Some years ago Roger Lea MacBride published a series of books based on Rose’s childhood. When I first saw them, I didn’t realize they were about Rose and I was miffed that someone was seeming to horn in on the Little House fame by trying to write similar books. I didn’t realize until last year that MacBride was something of an unofficial adopted son of Rose’s and her sole heir. I didn’t realize until today that he was the co-creator and co-producer of the Little House on the Prairie TV series and that he had the rights to them. So he was much more closely related to the Little House world than I thought. I’d like to read these books some time but I don’t think I’ll get to them this year. I will forewarn you, though, that Rose is a very very different person than her mother in many ways. Of course, the times in which she grew up were quite different as well.

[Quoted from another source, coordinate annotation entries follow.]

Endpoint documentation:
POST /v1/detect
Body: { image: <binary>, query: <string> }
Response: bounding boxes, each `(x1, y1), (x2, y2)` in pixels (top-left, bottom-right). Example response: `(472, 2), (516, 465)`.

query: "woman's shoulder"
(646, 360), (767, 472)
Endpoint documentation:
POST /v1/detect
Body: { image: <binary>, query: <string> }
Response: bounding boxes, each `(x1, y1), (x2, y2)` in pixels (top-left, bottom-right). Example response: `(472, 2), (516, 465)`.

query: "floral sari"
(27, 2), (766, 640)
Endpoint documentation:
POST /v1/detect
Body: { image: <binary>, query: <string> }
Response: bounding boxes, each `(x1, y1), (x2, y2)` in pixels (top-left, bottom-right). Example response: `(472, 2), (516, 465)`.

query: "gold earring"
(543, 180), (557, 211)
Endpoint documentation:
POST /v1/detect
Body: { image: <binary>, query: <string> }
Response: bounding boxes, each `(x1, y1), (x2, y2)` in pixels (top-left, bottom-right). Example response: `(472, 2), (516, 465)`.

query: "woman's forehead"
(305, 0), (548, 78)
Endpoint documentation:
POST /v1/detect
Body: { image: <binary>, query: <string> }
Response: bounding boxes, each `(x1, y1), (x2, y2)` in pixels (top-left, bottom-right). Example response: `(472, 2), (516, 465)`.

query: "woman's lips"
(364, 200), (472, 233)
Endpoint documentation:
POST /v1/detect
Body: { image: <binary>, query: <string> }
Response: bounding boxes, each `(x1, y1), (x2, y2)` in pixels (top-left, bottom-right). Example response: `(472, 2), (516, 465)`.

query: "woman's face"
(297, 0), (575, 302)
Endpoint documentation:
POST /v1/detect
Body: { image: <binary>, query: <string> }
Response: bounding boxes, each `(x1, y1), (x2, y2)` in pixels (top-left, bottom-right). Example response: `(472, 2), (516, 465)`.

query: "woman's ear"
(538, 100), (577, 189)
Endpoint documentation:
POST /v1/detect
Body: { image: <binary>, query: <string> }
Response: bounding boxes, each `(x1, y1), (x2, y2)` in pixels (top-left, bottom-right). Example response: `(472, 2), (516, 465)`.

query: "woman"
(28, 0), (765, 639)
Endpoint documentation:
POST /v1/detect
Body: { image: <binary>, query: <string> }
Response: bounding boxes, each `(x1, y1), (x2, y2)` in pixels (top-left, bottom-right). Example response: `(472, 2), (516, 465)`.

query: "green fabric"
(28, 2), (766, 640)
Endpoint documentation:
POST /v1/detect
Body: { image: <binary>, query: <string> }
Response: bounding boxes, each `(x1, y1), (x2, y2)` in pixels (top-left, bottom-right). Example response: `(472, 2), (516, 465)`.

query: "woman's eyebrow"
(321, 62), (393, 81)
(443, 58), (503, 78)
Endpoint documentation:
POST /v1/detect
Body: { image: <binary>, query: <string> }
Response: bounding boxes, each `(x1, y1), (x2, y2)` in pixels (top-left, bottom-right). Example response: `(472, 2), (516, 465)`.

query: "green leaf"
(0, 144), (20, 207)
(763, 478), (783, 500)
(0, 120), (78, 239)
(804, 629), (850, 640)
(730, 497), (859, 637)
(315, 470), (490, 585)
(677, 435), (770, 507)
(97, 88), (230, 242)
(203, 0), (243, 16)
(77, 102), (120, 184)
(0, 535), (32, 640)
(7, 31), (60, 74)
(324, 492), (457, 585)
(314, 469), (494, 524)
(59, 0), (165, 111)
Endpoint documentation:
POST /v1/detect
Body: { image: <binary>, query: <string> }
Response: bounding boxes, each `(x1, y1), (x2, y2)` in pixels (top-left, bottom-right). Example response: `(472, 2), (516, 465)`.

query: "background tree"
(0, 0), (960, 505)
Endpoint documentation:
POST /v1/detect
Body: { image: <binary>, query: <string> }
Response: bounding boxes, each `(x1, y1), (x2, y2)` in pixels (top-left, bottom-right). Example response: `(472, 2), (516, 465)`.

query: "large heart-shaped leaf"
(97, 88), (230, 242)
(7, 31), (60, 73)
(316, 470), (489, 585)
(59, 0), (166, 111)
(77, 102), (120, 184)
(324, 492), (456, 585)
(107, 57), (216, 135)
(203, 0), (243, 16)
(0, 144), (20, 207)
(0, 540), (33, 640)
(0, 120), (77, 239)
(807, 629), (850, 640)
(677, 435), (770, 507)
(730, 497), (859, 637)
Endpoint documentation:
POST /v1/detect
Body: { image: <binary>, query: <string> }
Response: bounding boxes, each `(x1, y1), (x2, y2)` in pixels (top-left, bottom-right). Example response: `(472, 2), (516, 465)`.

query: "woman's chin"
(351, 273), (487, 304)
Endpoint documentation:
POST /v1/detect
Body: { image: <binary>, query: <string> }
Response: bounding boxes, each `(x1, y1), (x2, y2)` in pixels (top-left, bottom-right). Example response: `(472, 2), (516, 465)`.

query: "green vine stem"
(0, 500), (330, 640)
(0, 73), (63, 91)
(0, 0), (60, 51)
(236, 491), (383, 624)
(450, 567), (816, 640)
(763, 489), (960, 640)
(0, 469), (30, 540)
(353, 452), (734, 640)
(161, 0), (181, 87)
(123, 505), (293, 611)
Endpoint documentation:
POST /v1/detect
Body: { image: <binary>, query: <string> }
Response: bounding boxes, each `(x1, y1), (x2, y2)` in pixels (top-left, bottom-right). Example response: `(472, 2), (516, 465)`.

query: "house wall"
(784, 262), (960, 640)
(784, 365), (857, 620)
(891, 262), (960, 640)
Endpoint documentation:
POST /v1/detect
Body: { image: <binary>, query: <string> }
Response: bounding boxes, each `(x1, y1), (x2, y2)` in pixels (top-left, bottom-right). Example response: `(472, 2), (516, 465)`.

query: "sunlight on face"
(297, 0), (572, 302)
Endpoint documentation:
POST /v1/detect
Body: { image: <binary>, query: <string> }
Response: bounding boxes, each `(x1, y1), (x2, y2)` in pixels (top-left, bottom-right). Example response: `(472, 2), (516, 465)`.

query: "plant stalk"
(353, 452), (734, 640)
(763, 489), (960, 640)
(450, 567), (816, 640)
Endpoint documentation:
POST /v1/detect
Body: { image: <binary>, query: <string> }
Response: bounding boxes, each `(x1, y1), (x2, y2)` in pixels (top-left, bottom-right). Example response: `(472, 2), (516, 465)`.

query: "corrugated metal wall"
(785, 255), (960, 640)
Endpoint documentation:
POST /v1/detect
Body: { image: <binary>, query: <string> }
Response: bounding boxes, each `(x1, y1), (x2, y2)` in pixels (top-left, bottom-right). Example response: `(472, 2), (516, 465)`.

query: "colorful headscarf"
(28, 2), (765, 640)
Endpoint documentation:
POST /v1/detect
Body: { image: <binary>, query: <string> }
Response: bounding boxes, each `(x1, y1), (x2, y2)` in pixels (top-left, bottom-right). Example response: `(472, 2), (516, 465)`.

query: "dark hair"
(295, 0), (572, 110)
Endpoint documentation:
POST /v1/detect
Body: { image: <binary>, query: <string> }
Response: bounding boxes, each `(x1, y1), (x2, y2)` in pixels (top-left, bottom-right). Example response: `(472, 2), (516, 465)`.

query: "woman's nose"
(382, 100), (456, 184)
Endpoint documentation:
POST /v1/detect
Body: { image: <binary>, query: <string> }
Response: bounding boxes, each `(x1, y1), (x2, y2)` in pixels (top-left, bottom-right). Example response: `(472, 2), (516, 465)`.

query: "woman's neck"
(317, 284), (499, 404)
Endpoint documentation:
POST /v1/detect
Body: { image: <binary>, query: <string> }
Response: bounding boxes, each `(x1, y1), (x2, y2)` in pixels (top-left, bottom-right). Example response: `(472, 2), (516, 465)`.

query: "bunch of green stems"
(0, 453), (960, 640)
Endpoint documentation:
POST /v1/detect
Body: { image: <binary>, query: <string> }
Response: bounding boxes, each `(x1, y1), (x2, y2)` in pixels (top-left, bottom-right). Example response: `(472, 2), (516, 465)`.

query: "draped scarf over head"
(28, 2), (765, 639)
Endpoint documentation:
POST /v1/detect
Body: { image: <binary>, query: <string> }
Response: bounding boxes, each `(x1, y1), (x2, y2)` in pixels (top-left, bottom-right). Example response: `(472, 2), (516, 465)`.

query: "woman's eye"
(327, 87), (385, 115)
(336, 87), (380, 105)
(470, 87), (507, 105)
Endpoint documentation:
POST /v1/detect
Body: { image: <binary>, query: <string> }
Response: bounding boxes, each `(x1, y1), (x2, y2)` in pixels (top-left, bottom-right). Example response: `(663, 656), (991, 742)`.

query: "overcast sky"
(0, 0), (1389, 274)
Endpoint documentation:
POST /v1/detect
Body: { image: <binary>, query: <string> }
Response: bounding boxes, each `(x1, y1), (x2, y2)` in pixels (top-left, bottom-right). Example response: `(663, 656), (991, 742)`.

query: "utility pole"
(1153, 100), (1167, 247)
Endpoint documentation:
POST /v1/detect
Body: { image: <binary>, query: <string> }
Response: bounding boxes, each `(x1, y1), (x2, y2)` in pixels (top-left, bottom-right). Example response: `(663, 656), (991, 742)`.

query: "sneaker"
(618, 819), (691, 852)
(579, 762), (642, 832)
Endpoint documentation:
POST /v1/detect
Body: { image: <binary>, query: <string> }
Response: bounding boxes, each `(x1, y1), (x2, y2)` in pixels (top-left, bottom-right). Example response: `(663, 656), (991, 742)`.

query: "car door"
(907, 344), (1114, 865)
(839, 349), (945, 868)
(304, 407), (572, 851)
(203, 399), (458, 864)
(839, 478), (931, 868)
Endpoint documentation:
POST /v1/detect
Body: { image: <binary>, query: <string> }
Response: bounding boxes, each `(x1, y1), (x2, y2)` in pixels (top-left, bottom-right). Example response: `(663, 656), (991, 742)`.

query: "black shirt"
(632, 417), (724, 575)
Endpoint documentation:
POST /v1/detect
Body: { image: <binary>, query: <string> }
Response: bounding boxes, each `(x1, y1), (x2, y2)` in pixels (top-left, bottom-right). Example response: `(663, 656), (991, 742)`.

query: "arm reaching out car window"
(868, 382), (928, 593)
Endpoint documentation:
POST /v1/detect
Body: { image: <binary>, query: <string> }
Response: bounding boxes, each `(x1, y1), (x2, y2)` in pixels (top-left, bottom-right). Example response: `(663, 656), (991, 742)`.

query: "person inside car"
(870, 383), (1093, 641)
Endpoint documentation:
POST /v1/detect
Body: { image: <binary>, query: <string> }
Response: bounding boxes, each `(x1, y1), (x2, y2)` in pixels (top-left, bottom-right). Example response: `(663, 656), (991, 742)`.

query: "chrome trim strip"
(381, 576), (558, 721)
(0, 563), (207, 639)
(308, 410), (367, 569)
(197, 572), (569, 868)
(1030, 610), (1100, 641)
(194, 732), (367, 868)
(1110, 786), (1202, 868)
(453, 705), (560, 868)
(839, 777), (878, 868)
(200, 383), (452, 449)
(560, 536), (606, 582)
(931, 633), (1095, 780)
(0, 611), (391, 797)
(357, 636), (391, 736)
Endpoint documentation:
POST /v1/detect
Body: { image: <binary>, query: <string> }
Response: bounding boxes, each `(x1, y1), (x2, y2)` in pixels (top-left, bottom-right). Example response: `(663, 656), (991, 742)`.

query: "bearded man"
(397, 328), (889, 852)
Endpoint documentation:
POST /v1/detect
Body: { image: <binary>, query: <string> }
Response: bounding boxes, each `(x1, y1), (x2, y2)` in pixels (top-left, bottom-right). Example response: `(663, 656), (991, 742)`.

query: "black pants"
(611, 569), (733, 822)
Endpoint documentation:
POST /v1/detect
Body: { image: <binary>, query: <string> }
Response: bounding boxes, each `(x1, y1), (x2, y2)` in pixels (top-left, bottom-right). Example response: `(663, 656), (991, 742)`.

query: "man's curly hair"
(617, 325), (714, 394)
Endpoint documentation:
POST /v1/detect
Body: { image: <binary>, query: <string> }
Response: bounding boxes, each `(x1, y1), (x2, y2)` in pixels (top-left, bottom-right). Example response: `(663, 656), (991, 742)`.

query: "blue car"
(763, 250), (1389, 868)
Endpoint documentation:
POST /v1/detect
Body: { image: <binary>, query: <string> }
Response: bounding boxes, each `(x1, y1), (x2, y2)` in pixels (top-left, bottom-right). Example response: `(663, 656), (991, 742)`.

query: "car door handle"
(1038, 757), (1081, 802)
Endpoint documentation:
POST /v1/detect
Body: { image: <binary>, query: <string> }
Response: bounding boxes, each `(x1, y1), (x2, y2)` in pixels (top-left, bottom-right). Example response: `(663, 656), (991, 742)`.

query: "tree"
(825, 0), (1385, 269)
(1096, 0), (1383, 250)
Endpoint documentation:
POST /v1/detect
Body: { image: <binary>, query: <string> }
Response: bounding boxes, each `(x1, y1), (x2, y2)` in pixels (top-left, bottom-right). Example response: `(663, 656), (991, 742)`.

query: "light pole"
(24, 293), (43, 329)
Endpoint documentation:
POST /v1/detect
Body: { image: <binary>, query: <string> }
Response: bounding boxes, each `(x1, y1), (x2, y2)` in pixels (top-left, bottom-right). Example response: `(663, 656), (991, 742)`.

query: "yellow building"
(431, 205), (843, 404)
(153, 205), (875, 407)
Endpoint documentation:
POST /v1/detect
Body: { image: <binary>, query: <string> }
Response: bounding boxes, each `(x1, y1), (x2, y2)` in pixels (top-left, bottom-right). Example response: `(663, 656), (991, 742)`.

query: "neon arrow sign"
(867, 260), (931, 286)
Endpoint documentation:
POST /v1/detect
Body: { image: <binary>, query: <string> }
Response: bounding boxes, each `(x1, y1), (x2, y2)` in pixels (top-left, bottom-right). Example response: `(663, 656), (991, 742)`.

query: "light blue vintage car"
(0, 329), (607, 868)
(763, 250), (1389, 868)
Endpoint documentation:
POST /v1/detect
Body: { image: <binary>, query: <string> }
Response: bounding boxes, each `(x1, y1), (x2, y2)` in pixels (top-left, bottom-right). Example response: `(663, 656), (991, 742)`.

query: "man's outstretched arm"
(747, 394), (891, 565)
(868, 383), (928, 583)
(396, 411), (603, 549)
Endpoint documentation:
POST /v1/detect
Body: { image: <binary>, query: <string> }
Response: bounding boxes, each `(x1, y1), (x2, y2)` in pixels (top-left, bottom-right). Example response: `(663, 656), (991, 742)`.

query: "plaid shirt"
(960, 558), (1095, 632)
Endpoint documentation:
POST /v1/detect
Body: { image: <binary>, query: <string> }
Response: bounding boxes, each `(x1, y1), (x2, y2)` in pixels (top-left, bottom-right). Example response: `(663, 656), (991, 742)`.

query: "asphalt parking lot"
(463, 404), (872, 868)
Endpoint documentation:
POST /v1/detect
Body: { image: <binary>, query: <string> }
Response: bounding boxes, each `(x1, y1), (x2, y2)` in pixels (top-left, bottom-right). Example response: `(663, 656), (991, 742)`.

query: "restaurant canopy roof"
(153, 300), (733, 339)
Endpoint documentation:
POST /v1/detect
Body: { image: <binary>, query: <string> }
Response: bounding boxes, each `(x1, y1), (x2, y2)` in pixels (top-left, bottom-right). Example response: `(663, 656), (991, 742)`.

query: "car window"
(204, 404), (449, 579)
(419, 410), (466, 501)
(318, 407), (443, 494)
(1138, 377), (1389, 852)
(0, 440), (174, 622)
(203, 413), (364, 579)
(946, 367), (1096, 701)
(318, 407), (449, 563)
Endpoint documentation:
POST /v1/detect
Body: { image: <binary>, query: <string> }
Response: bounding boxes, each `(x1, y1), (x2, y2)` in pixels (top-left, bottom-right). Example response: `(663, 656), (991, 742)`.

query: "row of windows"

A more modern and kind of fun, though irreverent, book relating to Laura is The Wilder Life: My Adventures in the Lost World of Little House on the Prairie by Wendy McClure, Laura fan extraordinaire, reviewed here. Wendy set about to try to recapture something of “Laura world” by trying different Laura experiences (churning butter. etc.) and visiting the different sites where her family lived.

Then there are any number of biographies about Laura. So far I have only read I Remember Laura by Stephen W. Hines, reviewed here, a collection or articles and interviews of people who actually knew Laura.

Then there is Laura’s Album: A Remembrance Scrapbook of Laura Ingalls Wilder by William Anderson, a Little House Cookbook (which I bought but have not delved into yet), a Little House Crafts Book, The Little House Guidebook about the different sites and museums associated with Laura.

Those are the Laura-related books I am familiar with. Do you know of any others?